Enable CUDA in SLEPc solver

blmelp commented 10 months ago

We use the variable have_cuda to check if Yambo is configured with CUDA. Additionally we use the PETSc macro PETSC_HAVE_CUDA to check if PETSc is configured with CUDA.

We changed the location of SlepcInitialize and SlepcFinalize to cover all relevant code.

@joseeroman

sangallidavide commented 10 months ago

The changes are really minimal. So for sure no problem to merge this.

I guess you are using nvfotran to run on GPUs

Few questions.

Where is PETSC_HAVE_CUDA defined ? Will the compiler automatically know about it?
Which version of the SLEPC / PETSC library should we use ?

So far, on my machine, I've never been able to compile slepc (I'm using 3.17.2, should I change version?) with nvfortran compiler. If I try, at configure time,

python3 ./configure --prefix=/data/shared/yambo-libs/default/nvfortran/mpif90nv/single
Checking environment... done
Checking PETSc installation...
ERROR: Unable to link with PETSc
ERROR: See "installed-arch-linux2-c-debug-complex/lib/slepc/conf/configure.log" file for details

and, in the log


VecCreate(PETSC_COMM_WORLD,&v);
MatCreate(PETSC_COMM_WORLD,&m);
KSPCreate(PETSC_COMM_WORLD,&k);
return 0;
}

Running command: cd /tmp/slepc-rpuo57pc;/usr/bin/gmake checklink LINKFLAGS=""

Output: mpiccnv -o checklink.o -c -g -lineinfo -I/data/shared/yambo-libs/default/nvfortran/mpif90nv/single/include pwd/checklink.c mpiccnv -g -lineinfo -o checklink checklink.o -L/data/shared/yambo-libs/default/nvfortran/mpif90nv/single/lib -L/data/shared/yambo-libs/default/nvfortran/mpif90nv/lib -L/opt/nvidia/openmpi/lib -L/opt/nvidia/hpc_sdk/Linux_x86_64/22.9/compilers/lib -L/usr/lib/gcc/x86_64-linux-gnu/11 -lpetsc -llapack -lblas -ldl -lmpi_usempif08 -lmpi_usempi_ignore_tkr -lmpi_mpifh -lmpi -lnvf -lnvomp -lnvhpcatm -latomic -lpthread -lnvcpumath -lnsnvc -lnvc -lrt -lgcc_s -lm -lquadmath -ldl /usr/bin/ld: /data/shared/yambo-libs/default/nvfortran/mpif90nv/single/lib/libpetsc.a(petscsysmod.o): relocation R_X86_64_32S against symbol `_petscmpi8' can not be used when making a PIE object; recompile with -fPIE /usr/bin/ld: failed to set dynamic section sizes: bad value collect2: error: ld returned 1 exit status gmake: *** [makefile:2: checklink] Error 1

ERROR: Unable to link with PETSc

blmelp commented 10 months ago

1. Where is `PETSC_HAVE_CUDA` defined ? Will the compiler automatically know about it?
PETSC_HAVE_CUDA is a macro located in file petscconf.h which is included automatically when you include any PETSc header file. This file is written during configuration of PETSc, and contains macros related to the configuration.
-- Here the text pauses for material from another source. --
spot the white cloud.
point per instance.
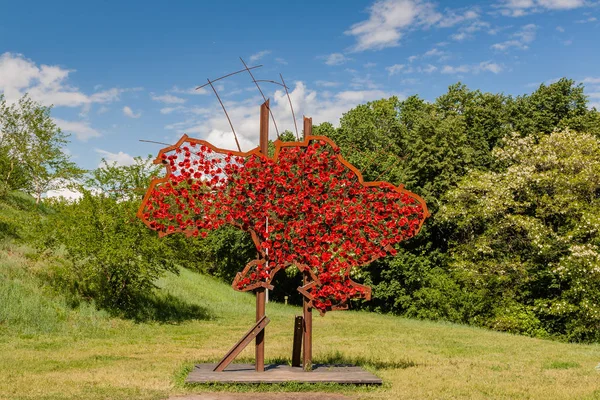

Which version of the SLEPC / PETSC library should we use ? We used the latest version on our tests (3.20), but it should work with any version newer than 3.7, though we didn´t test this. The support for GPU in PETSc is there for more than 10 years probably.

I used this configuration:

PETSc

./configure --with-cc=mpicc --with-fc=mpifort --with-cxx=mpicxx --prefix=$HOME/install/petsc-slepc-3.20-sp --with-scalar-type=complex --with-debugging=0 --with-precision=single --with-cuda --with-blaslapack-dir=$NVHPC_ROOT/compilers/lib

SLEPc

./configure --prefix=$HOME/install/petsc-slepc-3.20-sp

YAMBO

./configure CC=nvc CPP="cpp -E" FPP="nvfortran -Mpreprocess -E" MPICC=mpicc FC=nvfortran F77=nvfortran MPIFC=mpifort MPIF77=mpifort --enable-cuda=cuda11.8 --with-blas-libs="-lblas" --with-lapack-libs="-llapack" --with-scalapack-libs=$NVHPC_ROOT/comm_libs/mpi/lib/libscalapack.a --enable-slepc-linalg --enable-par-linalg --with-petsc-path=$HOME/install/petsc-slepc-3.20-sp --with-slepc-path=$HOME/install/petsc-slepc-3.20-sp

joseeroman commented 10 months ago

So far, on my machine, I've never been able to compile slepc (I'm using 3.17.2, should I change version?) with nvfortran compiler. If I try, at configure time,

It is not really necessary to use nvfortran. You can install CUDA only (without the HPC toolkit) and then use it from gfortran for instance. Add --with-cuda at PETSc's configure and it should find it if installed in standard paths.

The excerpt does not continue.